Remember that everything on the right side of an assignment = gets evaluated before the variable is assigned, so in

api = api_at_year(precip, '1981', previous_api = api)

the api on the right side refers to the value from the previous assignment, so the 1980 values

There’s obvious repetition here, so we may as well convert it to a loop rather than writing the same two lines multiple times. I’ve set api to None explicitly so that 1980 looks the same as the rest of the years, it will still take the if previous_api is None branch of the if statement

api = None

for year in range(1980, 1990):
    print(year)
    api = api_at_year(precip, str(year), previous_api = api)
    api.to_netcdf(f'/local/w35/saw562/tmp/frogs_era5_api_{year}.nc')
1980
1981
1982
1983
1984
1985
1986
1987
1988
1989

Check that the files were properly created as expected - you may also want to try plotting some of the values in these files

! ls /local/w35/saw562/tmp/frogs_era5_api_*.nc
/local/w35/saw562/tmp/frogs_era5_api_1980.nc
/local/w35/saw562/tmp/frogs_era5_api_1981.nc
/local/w35/saw562/tmp/frogs_era5_api_1982.nc
/local/w35/saw562/tmp/frogs_era5_api_1983.nc
/local/w35/saw562/tmp/frogs_era5_api_1984.nc
/local/w35/saw562/tmp/frogs_era5_api_1985.nc
/local/w35/saw562/tmp/frogs_era5_api_1986.nc
/local/w35/saw562/tmp/frogs_era5_api_1987.nc
/local/w35/saw562/tmp/frogs_era5_api_1988.nc
/local/w35/saw562/tmp/frogs_era5_api_1989.nc
/local/w35/saw562/tmp/frogs_era5_api_full.nc

Pure Dask (Advanced)#

What we’ve done so far works well as long as a year’s worth of data fits into memory. If it doesn’t you can always split the data more finely, say by splitting the data by month instead of year.
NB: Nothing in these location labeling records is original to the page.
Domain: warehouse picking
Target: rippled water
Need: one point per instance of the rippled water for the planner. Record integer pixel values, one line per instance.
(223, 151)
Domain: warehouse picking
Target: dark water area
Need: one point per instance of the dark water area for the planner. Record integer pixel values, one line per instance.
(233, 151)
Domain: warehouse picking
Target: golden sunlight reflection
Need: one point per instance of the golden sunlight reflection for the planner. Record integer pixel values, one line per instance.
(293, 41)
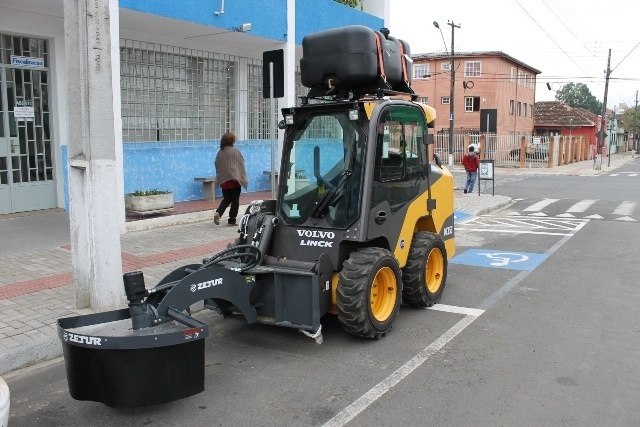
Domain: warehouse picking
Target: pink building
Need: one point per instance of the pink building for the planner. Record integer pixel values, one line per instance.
(493, 91)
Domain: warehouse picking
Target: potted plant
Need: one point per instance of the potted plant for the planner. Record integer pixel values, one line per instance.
(141, 201)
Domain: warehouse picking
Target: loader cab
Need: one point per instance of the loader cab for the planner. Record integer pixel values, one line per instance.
(351, 169)
(323, 157)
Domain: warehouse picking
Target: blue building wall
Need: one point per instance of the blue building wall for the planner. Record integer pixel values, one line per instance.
(268, 18)
(174, 165)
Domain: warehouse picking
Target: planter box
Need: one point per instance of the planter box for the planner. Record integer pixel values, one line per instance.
(148, 204)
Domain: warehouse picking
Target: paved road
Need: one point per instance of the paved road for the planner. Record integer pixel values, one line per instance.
(535, 328)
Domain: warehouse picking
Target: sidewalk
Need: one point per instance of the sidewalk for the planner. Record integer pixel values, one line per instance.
(35, 275)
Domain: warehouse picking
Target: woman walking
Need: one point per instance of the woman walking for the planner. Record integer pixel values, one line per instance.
(232, 176)
(471, 163)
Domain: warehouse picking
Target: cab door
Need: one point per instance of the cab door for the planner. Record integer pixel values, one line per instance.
(399, 175)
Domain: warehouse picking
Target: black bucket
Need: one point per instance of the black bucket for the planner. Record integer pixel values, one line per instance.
(108, 362)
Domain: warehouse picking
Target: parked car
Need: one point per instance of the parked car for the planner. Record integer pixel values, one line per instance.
(533, 151)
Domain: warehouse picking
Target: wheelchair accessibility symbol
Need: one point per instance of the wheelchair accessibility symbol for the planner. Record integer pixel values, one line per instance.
(499, 259)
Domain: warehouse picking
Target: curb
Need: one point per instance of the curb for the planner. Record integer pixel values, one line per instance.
(168, 221)
(38, 351)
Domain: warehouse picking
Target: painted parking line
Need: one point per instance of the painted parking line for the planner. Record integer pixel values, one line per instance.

Another way to go about it is to use the Dask chunks as the mechanism to split the data. The basic idea is very similar to what we’ve already done, we just need to learn how to do the loop over dask chunks instead of years.
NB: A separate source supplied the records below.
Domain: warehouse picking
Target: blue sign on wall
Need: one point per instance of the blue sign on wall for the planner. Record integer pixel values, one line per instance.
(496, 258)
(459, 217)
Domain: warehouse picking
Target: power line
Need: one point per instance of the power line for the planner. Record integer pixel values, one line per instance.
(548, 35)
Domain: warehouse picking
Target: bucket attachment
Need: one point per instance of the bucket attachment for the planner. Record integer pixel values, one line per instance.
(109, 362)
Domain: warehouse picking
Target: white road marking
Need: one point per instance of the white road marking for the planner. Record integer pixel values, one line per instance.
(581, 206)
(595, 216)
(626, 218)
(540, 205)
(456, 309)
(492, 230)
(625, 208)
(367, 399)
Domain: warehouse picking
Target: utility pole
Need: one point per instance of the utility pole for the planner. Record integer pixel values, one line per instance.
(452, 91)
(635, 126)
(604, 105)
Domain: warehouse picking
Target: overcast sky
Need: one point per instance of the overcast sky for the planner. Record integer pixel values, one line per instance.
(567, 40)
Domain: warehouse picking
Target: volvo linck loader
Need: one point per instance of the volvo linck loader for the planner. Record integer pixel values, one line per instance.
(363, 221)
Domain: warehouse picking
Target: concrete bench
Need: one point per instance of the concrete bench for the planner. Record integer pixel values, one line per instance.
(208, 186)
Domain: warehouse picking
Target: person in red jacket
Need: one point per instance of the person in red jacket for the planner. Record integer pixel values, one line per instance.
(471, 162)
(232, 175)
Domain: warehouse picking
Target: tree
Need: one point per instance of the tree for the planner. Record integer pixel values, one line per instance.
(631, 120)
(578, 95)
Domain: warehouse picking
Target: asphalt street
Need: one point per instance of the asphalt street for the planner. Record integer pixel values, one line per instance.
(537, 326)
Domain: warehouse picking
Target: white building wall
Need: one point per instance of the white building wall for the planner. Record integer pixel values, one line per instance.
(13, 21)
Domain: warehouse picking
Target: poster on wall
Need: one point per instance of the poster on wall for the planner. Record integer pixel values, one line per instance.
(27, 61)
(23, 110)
Dask provides the dask.array.map_blocks() function that allows you to run a function on every chunk of an array. We do lose all of the Xarray metadata when we use this, we can only use basic numpy array functions. Here’s the stripped down function we’ll use with map_blocks:

def api_block(block, prev):
    """
    Returns the API measure for a dask chunk
    
    Args:
        block: a 3d numpy array with precip values, 
            time should be the first dimension
            
        prev: a 2d numpy array with the api value 
            immediately preceding the first time in
            block, or None if this is the first time
            step
    """
    api = numpy.zeros_like(block)

    if prev is None:
        api[0,:,:] = block[0,:,:]
    else:
        api[0,:,:] = k * prev + block[0,:,:]

    for i in range(1, block.shape[0]):
        api[i,:,:] = k * api[i - 1,:,:] + block[i,:,:]
    
    return api

map_blocks runs the function on each chunk independently, which is fine if the data is chunked horizontally but if the chunking is over time then we need some way of passing in the previous time’s API value.
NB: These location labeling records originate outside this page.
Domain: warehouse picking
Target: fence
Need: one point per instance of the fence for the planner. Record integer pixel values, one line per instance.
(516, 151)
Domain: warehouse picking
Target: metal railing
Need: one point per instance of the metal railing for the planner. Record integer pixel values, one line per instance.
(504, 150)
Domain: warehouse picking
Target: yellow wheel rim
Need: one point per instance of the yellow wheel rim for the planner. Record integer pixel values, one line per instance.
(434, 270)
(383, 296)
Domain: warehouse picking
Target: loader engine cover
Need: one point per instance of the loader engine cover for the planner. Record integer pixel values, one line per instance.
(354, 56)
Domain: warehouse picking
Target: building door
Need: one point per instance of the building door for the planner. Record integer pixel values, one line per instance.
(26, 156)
Let’s re-open the original dataset, adding some horizontal chunking this time, and see how we can deal with the previous timesteps. data will give you the Dask array from an Xarray object

ds = xarray.open_mfdataset('/g/data/ua8/Precipitation/FROGs/1DD_V1/ERA5/*.nc', chunks={'lat': 90, 'lon': 90})
precip = ds.rain
precip.data
Array Chunk
Bytes 3.70 GiB 11.31 MiB
Shape (15341, 180, 360) (366, 90, 90)
Count 714 Tasks 336 Chunks
Type float32 numpy.ndarray
360 180 15341

Once we have a Dask array, dask.array.Array.blocks lets us access the individual chunks. We can index .blocks as if it were a numpy array

precip.data.blocks[4,1,3]
Array Chunk
Bytes 11.28 MiB 11.28 MiB
Shape (365, 90, 90) (365, 90, 90)
Count 715 Tasks 1 Chunks
Type float32 numpy.ndarray
90 90 365

We can also iterate over .blocks, which will iterate over the first dimension, giving all the lat and lon chunks for that time chunk

for block in precip.data.blocks:
    display(block)
    break
Array Chunk
Bytes 90.23 MiB 11.28 MiB
Shape (365, 180, 360) (365, 90, 90)
Count 722 Tasks 8 Chunks
Type float32 numpy.ndarray
360 180 365

This loop now works like the loop over years that we had before. For each group of lat and lon chunks at a time chunk, use map_blocks to compute the API for those chunks. Save the final timestep from those chunks to pass in as the previous values for the next group. Once all of the groups have been processed concatenate them back together into a single array.

api_blocks = []
prev = None

for block in precip.data.blocks:
    api = dask.array.map_blocks(api_block, block, prev, meta=numpy.array((), dtype=block.dtype))
    prev = api[-1,:,:]
    
    api_blocks.append(api)
    
api_dask = dask.array.concatenate(api_blocks, axis=0)
api_dask
Array Chunk
Bytes 3.70 GiB 11.31 MiB
Shape (15341, 180, 360) (366, 90, 90)
Count 2050 Tasks 336 Chunks
Type float32 numpy.ndarray
360 180 15341

Finally convert the Dask array to Xarray and save to a file

%%time
api = xarray.DataArray(api_dask, name='api', coords=precip.coords)
api.to_netcdf('/local/w35/saw562/tmp/frogs_era5_api_full.nc')
api
CPU times: user 13.2 s, sys: 3.12 s, total: 16.3 s
Wall time: 2min
<xarray.DataArray 'api' (time: 15341, lat: 180, lon: 360)>
dask.array<chunksize=(365, 90, 90), meta=np.ndarray>
Coordinates:
  * time     (time) datetime64[ns] 1979-01-01T13:30:00 ... 2020-12-31
  * lon      (lon) float64 -179.5 -178.5 -177.5 -176.5 ... 177.5 178.5 179.5
  * lat      (lat) float64 -89.5 -88.5 -87.5 -86.5 -85.5 ... 86.5 87.5 88.5 89.5

As a check, make sure the values from the chunked calculation match the very first 1D calculation

api = xarray.open_dataset('/local/w35/saw562/tmp/frogs_era5_api_full.nc')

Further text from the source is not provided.